Contrast VLANs used as lightweight routing, where the PVID 1 consideration doesn't come into it. You see this with ports intended to allow both untagged and tagged traffic so that traffic that knows where it needs to go can be pre-tagged and traffic that does not gets a sensible default VLAN tag. Here you're depending on the default PVID and good behavior among those that don't use that default to get a useful feature.
Example: You've got a public access port that puts untagged traffic onto the customer VLAN, but if someone plugs in an IP cam preconfigured with an 802.1q tag for the video VLAN, it goes over to the DVR instead. Port isolation doesn't enter into this sort of configuration: merely by one device's say-so, it got traffic onto the video VLAN instead of the customer VLAN.
Is this wrong? It depends on the security design and local IT policies. If it's a security cam and the DVR is intended as a tamper-proof record for law enforcement, it's probably not a smart idea.
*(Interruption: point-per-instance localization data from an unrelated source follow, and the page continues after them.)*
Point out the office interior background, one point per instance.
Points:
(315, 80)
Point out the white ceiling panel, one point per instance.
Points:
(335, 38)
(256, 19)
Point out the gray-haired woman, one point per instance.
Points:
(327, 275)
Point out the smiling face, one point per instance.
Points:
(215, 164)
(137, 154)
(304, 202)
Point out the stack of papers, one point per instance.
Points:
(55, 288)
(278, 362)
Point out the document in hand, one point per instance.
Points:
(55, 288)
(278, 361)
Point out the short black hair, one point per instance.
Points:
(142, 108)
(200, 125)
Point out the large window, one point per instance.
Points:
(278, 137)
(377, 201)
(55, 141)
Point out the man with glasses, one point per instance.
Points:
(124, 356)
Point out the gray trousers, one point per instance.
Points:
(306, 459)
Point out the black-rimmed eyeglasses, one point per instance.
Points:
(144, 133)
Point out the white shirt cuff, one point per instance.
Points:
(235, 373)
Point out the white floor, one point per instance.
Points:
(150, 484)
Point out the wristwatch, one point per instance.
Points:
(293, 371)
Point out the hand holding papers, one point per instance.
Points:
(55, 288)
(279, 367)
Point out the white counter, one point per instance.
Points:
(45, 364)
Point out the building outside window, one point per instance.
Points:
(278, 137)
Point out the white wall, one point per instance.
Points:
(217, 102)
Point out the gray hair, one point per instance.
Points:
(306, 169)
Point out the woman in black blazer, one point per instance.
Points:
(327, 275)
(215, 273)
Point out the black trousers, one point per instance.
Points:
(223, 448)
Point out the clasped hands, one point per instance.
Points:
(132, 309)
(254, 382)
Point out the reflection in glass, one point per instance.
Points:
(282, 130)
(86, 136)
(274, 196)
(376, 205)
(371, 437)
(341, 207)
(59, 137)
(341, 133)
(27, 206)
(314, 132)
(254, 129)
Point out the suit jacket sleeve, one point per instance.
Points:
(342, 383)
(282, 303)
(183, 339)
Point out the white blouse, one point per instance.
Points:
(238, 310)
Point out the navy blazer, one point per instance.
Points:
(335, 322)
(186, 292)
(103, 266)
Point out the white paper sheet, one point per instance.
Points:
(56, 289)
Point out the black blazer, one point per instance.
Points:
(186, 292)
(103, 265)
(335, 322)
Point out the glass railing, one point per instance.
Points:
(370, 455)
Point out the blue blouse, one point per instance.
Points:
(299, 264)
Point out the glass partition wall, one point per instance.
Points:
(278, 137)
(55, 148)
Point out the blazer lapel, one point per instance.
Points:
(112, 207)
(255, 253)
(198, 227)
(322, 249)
If instead the IP cam is for capturing events happening in that room, archived on the DVR, this design is likely not only harmless, but helpful, since it saves the need to pull a dedicated Ethernet drop to the room, merely so you can hard-tag it to the video VLAN.
One thing VLANs give you that physical LANs chained together do not is that a single port can be in multiple VLANs at once. That's not your use case: each group of bridged ports is non-overlapping. This is why I say that, as you've documented it so far, I don't see a need for VLANs in your configuration at all. The separate hardware bridges do the isolation for you, and traffic moves between them under control of routing rules.
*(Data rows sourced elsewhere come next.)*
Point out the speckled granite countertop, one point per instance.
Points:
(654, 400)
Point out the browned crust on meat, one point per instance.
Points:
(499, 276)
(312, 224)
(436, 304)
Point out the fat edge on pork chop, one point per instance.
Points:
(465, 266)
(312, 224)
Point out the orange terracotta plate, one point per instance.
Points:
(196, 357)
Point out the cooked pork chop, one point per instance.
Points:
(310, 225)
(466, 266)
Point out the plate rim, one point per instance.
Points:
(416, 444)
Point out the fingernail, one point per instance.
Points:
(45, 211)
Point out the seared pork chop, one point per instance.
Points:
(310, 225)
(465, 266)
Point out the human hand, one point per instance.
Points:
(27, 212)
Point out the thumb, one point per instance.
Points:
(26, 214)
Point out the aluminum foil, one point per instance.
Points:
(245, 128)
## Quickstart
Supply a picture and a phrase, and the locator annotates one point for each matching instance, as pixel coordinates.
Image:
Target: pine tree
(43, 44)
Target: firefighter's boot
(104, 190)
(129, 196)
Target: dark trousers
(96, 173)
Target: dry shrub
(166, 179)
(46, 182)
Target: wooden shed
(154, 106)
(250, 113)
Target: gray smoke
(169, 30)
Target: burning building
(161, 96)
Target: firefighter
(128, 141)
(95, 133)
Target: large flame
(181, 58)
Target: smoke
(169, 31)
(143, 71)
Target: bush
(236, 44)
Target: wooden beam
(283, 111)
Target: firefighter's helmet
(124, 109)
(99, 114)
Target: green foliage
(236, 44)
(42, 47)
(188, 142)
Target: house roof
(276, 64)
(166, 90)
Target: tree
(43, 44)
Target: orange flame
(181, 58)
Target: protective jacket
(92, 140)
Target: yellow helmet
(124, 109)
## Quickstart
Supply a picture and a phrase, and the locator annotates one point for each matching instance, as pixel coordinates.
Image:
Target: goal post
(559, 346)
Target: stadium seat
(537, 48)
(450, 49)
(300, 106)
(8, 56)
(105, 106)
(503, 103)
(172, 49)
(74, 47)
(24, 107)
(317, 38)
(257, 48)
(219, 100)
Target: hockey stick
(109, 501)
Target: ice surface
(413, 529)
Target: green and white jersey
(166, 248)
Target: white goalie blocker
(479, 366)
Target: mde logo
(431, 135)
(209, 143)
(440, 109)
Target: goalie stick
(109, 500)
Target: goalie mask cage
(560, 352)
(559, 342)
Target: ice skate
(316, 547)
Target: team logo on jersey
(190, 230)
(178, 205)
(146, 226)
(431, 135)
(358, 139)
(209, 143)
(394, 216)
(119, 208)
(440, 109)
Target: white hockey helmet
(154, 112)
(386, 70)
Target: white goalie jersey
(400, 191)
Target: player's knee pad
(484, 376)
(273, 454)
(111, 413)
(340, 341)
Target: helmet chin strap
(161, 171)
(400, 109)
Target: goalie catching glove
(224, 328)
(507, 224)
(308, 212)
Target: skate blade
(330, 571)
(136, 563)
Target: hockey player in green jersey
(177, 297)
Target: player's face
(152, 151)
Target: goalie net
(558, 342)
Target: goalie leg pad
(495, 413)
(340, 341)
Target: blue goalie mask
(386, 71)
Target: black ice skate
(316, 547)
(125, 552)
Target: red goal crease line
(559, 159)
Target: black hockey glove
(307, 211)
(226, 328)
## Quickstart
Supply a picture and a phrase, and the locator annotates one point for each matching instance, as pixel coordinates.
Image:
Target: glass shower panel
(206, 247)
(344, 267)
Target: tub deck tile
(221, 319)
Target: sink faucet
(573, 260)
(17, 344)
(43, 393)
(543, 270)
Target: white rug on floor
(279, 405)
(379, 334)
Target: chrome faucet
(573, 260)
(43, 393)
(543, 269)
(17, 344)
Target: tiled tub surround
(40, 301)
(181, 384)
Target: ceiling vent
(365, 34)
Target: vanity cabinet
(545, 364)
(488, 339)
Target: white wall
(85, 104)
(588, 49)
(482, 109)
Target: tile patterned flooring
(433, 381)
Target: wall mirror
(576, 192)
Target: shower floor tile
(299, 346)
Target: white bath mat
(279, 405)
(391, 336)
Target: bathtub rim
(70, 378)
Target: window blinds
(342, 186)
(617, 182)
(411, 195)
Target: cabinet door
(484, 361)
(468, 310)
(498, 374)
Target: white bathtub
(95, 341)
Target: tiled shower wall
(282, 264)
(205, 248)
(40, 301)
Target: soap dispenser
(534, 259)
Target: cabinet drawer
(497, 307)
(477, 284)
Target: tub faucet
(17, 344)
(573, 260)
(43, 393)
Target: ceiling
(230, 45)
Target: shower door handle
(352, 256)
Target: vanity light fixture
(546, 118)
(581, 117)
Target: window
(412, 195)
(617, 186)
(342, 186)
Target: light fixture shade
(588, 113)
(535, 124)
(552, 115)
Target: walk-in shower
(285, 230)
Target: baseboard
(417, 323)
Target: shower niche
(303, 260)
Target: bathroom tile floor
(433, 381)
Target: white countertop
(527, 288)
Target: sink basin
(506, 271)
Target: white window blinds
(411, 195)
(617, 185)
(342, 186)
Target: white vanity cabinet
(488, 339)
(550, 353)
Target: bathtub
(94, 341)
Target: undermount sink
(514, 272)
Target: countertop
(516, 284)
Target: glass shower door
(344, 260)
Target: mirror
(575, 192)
If your use case is wider than that, then in those areas where VLAN isolation is all that's keeping your traffic on those shared ports from intermingling, you might have cause to think about PVID defaults and such.
I actually have about 7 VLANs lol.
My point is, with that CRS, you could just as well have 7 bridges instead. It's the same subnet scheme and the same firewall rules between subnets to control which bridge can talk to which other, but it's done at the port level, with each port in a single distinct subnet.
Until you find yourself needing to say that a given port is in 2+ subnets for some reason, VLANs aren't buying you anything extra over the same number of bridges.
I'll give you a counterexample: in your reply, you mentioned the possibility of adding a proper router to the CRS. (This is a good idea, by the way, since CRS1xx/2xx aren't great as WAN routers due to lack of CPU power.) If the CRS moves into a core network function, you might then have a trunk link from the CRS to the router, and you'd then want to use VLAN tags in firewall rules to say things like "the Plex VLAN can only talk to the entertainment system VLAN and to the Plex cloud," and "the guest VLAN can talk to anything on the Internet, but nothing on the LAN."
That would be a good justification for VLANs over bridges.